家柄が、名門で昔から後継ぎ問題に巻き込まれてきた。2歳年下の稲葉亜紀は、父さんと愛人の子供。父さんは、“亜紀を後継者”にと考えているようだが、母さんはそれが許せないらしく俺を後継者にさせるつもりだ。
俺と亜紀は、仲がいいのだが、母親同士が犬猿の仲で一緒に遊んでいるといつも怒られた。

亜紀が来年、俺と同じこの早菠羅中学校(さはらちゅうがっこう)に入学することになっている。母さんは、反対しているけど。
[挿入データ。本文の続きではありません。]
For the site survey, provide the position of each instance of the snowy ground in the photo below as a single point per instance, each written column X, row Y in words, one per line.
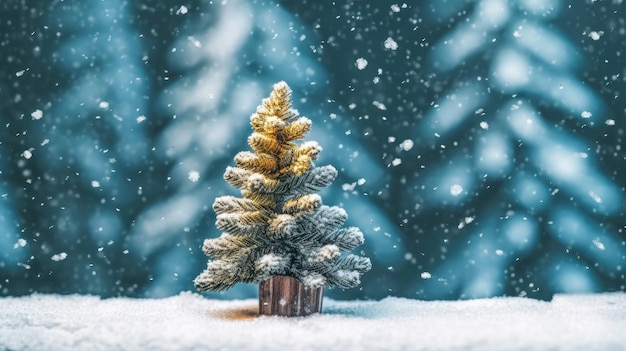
column 191, row 322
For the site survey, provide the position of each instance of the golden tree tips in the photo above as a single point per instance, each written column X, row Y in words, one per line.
column 280, row 226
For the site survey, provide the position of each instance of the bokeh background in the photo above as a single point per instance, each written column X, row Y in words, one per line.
column 479, row 142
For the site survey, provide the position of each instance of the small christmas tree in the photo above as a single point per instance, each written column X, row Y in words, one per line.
column 280, row 227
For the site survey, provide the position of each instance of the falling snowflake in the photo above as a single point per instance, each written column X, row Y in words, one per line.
column 37, row 114
column 361, row 63
column 182, row 10
column 390, row 44
column 456, row 190
column 194, row 176
column 406, row 145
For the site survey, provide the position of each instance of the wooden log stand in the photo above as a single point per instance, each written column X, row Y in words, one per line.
column 287, row 296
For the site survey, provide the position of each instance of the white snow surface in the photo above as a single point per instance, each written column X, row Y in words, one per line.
column 191, row 322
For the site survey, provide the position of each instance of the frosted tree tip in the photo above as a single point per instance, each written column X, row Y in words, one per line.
column 282, row 85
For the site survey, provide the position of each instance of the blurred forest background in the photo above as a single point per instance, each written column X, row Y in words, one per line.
column 479, row 142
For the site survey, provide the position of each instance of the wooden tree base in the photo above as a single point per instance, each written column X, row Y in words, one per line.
column 287, row 296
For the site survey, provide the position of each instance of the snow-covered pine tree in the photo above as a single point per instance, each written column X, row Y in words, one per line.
column 280, row 226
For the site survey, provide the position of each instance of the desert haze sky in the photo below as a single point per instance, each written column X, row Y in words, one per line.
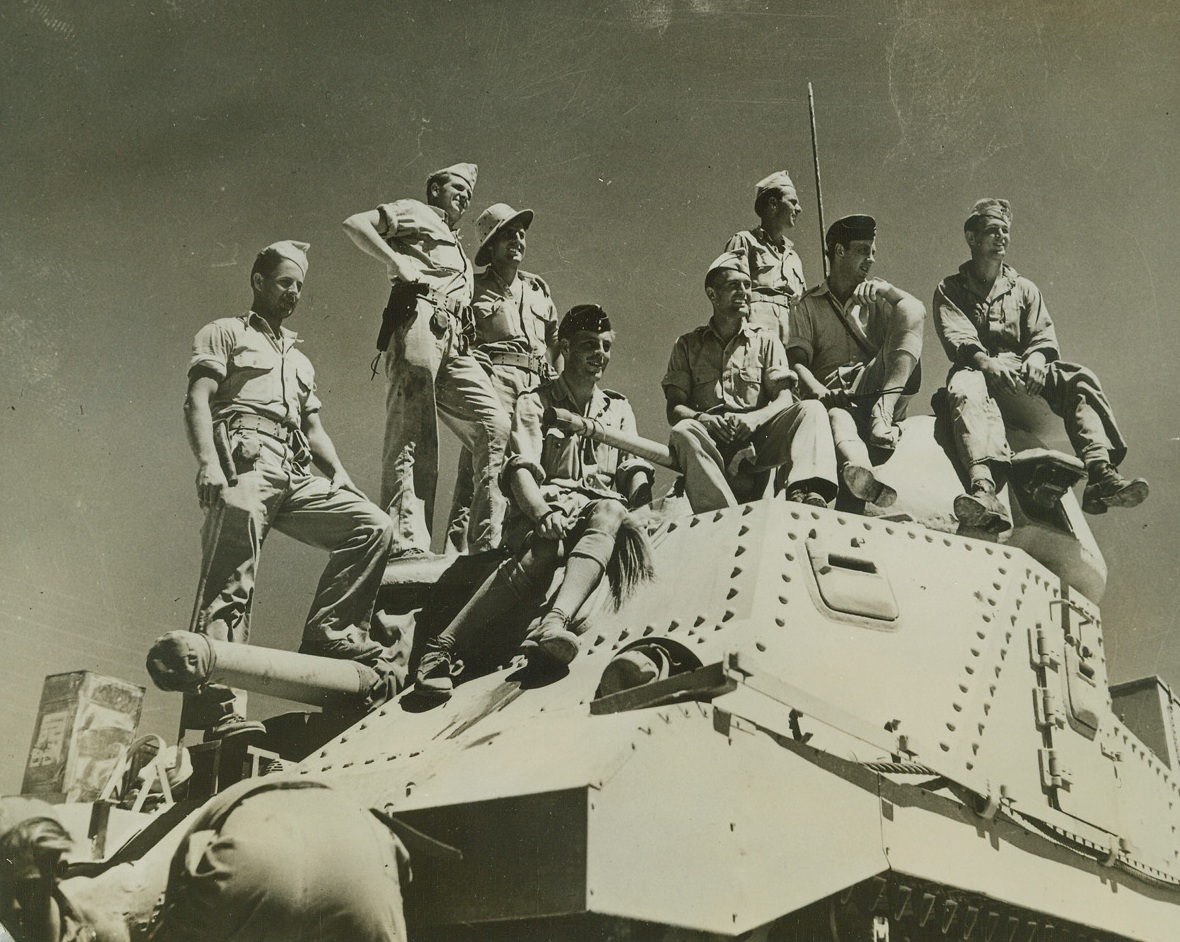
column 150, row 148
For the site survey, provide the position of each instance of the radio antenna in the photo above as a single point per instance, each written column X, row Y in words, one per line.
column 819, row 187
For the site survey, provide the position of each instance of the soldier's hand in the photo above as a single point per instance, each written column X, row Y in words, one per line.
column 742, row 425
column 867, row 292
column 1034, row 372
column 718, row 426
column 834, row 399
column 554, row 524
column 210, row 484
column 1003, row 372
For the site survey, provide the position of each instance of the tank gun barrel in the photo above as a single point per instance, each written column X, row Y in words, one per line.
column 594, row 430
column 184, row 660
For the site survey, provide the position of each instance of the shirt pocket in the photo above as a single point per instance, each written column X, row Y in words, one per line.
column 748, row 385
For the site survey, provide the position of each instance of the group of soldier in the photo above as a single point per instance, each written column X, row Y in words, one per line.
column 785, row 390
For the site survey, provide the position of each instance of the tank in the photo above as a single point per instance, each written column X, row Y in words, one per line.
column 811, row 725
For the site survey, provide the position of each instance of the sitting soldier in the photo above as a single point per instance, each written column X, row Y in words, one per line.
column 996, row 331
column 775, row 269
column 729, row 403
column 569, row 503
column 856, row 342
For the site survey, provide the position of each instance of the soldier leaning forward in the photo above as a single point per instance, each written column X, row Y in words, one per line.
column 997, row 333
column 253, row 419
column 515, row 333
column 570, row 498
column 427, row 365
column 775, row 269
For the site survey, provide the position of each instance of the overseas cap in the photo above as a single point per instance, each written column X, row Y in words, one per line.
column 492, row 220
column 466, row 172
column 990, row 208
column 850, row 228
column 583, row 318
column 728, row 261
column 778, row 181
column 293, row 252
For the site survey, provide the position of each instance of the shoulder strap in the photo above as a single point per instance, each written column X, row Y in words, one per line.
column 856, row 337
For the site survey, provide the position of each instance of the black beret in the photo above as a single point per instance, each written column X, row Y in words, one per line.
column 584, row 318
column 849, row 228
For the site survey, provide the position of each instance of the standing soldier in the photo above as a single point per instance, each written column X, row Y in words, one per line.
column 729, row 403
column 996, row 331
column 856, row 342
column 427, row 364
column 253, row 420
column 775, row 269
column 570, row 499
column 515, row 328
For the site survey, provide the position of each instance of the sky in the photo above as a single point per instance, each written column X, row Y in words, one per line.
column 150, row 148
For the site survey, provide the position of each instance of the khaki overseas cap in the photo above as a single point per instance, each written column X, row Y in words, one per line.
column 495, row 218
column 290, row 250
column 778, row 181
column 465, row 171
column 991, row 208
column 728, row 261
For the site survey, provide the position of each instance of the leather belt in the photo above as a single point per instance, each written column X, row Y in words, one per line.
column 530, row 361
column 250, row 423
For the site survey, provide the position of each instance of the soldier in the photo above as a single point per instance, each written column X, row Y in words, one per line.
column 996, row 331
column 253, row 420
column 427, row 364
column 570, row 501
column 775, row 268
column 515, row 328
column 729, row 401
column 856, row 342
column 274, row 859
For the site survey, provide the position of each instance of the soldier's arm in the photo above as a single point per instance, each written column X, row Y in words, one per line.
column 365, row 230
column 198, row 425
column 323, row 455
column 810, row 387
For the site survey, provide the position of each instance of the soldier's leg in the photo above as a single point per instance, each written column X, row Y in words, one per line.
column 981, row 444
column 702, row 466
column 460, row 503
column 979, row 439
column 800, row 439
column 472, row 410
column 1075, row 393
column 509, row 383
column 852, row 458
column 231, row 542
column 358, row 535
column 410, row 456
column 592, row 545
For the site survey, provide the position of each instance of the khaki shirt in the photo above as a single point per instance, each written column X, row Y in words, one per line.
column 772, row 268
column 1010, row 318
column 562, row 462
column 824, row 342
column 419, row 234
column 257, row 372
column 741, row 375
column 516, row 319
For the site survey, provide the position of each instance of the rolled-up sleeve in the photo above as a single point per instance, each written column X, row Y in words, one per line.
column 775, row 370
column 1040, row 334
column 629, row 464
column 679, row 374
column 211, row 351
column 401, row 217
column 526, row 439
column 802, row 335
column 956, row 332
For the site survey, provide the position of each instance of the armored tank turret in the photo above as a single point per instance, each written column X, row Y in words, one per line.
column 811, row 725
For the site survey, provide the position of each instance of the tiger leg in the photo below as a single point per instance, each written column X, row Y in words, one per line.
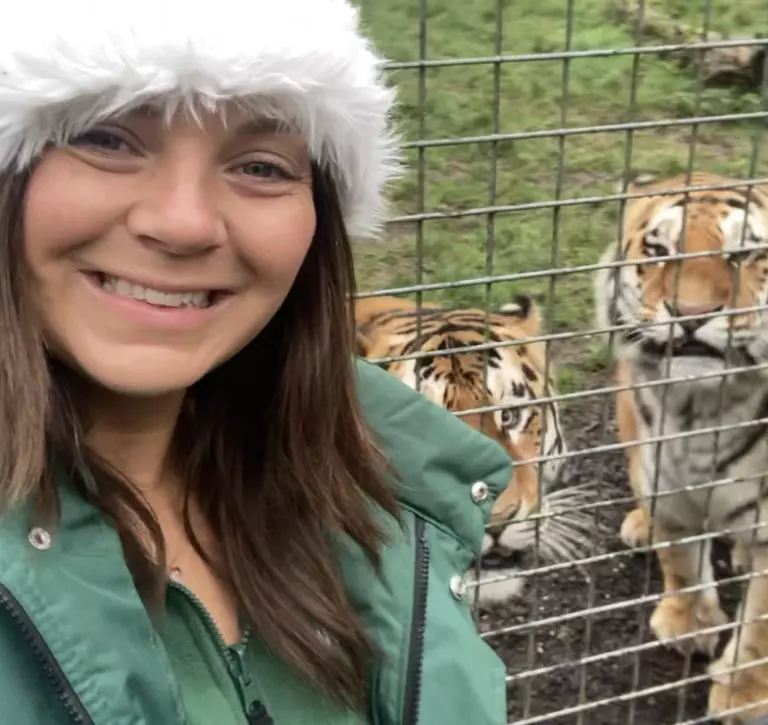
column 635, row 527
column 687, row 613
column 682, row 566
column 747, row 688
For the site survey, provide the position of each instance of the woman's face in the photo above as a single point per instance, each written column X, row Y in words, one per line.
column 158, row 250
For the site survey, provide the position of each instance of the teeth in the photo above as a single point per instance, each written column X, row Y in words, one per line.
column 123, row 287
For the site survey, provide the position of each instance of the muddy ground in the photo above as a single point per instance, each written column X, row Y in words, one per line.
column 621, row 579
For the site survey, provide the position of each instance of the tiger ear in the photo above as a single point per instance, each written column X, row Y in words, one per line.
column 524, row 314
column 363, row 343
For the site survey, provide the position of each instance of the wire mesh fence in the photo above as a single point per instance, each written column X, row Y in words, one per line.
column 621, row 580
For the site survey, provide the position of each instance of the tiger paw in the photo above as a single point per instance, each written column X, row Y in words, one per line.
column 634, row 528
column 744, row 690
column 677, row 616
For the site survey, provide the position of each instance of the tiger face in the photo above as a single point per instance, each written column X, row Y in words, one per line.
column 515, row 381
column 730, row 223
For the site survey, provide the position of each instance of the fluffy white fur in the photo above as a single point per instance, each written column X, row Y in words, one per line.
column 65, row 65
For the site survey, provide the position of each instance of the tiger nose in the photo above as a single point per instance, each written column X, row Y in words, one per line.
column 682, row 309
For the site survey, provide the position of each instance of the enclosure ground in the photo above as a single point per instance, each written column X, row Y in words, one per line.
column 624, row 578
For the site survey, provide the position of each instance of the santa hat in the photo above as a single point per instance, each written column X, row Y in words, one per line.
column 66, row 64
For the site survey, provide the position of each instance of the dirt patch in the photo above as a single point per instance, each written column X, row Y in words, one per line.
column 604, row 690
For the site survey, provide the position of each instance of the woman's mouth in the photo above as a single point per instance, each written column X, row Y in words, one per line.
column 198, row 299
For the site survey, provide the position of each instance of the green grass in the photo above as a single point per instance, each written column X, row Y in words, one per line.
column 459, row 103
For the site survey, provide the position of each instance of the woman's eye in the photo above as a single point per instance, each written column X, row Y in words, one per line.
column 265, row 170
column 102, row 140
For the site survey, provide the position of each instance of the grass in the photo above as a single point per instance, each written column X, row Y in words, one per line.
column 459, row 102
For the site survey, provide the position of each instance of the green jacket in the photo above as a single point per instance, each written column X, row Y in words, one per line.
column 77, row 647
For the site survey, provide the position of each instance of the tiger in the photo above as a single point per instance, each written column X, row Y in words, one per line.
column 516, row 378
column 723, row 230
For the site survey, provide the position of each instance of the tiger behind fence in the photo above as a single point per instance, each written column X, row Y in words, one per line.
column 732, row 223
column 389, row 327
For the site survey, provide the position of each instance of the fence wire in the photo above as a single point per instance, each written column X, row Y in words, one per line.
column 608, row 603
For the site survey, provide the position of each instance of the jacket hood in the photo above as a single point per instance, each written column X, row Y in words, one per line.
column 67, row 65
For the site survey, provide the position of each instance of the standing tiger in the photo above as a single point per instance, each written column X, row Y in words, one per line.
column 730, row 225
column 516, row 380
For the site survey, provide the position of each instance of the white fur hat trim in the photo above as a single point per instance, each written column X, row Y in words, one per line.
column 66, row 64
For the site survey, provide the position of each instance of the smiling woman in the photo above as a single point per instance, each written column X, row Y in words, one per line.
column 182, row 219
column 210, row 512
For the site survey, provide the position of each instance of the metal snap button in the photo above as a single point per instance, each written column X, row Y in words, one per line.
column 458, row 587
column 479, row 491
column 39, row 538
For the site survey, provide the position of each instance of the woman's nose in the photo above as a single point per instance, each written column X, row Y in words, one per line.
column 177, row 209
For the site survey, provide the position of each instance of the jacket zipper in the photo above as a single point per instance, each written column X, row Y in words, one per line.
column 234, row 655
column 412, row 698
column 64, row 690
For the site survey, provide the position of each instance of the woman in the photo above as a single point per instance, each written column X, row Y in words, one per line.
column 198, row 523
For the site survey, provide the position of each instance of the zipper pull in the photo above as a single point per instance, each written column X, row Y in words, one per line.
column 258, row 715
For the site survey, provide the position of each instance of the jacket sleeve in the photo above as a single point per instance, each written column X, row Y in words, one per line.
column 26, row 696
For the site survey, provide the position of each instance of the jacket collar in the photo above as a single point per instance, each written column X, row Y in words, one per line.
column 436, row 456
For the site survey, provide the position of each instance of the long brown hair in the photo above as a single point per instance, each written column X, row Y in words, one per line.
column 277, row 430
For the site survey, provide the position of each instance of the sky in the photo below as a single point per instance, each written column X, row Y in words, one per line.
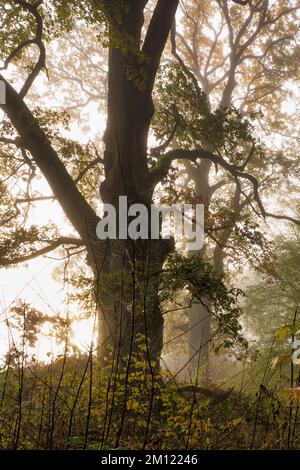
column 34, row 282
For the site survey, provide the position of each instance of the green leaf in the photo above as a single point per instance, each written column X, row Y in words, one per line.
column 280, row 360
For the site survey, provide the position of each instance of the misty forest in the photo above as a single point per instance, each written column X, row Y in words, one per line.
column 149, row 342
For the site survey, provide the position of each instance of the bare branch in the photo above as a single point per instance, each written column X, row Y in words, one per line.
column 43, row 251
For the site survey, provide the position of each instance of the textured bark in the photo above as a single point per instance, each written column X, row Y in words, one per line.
column 120, row 267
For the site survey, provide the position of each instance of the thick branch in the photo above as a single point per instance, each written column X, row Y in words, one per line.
column 43, row 251
column 157, row 34
column 164, row 163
俺の望みは、後継ぎ問題を気にせずに家族仲良く暮らすことだ。
望みは、これだけだったはずなのに。
いつの間にか増えていた。
『諸君、いま大問題が発生したよ。僕の素晴らしきシンデレラ物語は、最低でも100人の人間が必要だ。衣装は、勿論全てオーダーメイド。確実に予算オーバーしてしまう。選択肢は、3つ?台本を予算オーバーしないように書き直す?校長の首が飛ぼうともこのままシンデレラをする?劇をしない僕は、?がオススメさ。ハハハハハハ!!!』
非常識な先生のせいで、練習が進まない。岡田先輩に迷惑をかけてばかりで、気が重いのに更に、気が重くなるような話ばっかり...。

はぁ、俺の望みはいつになったら叶うんだろう。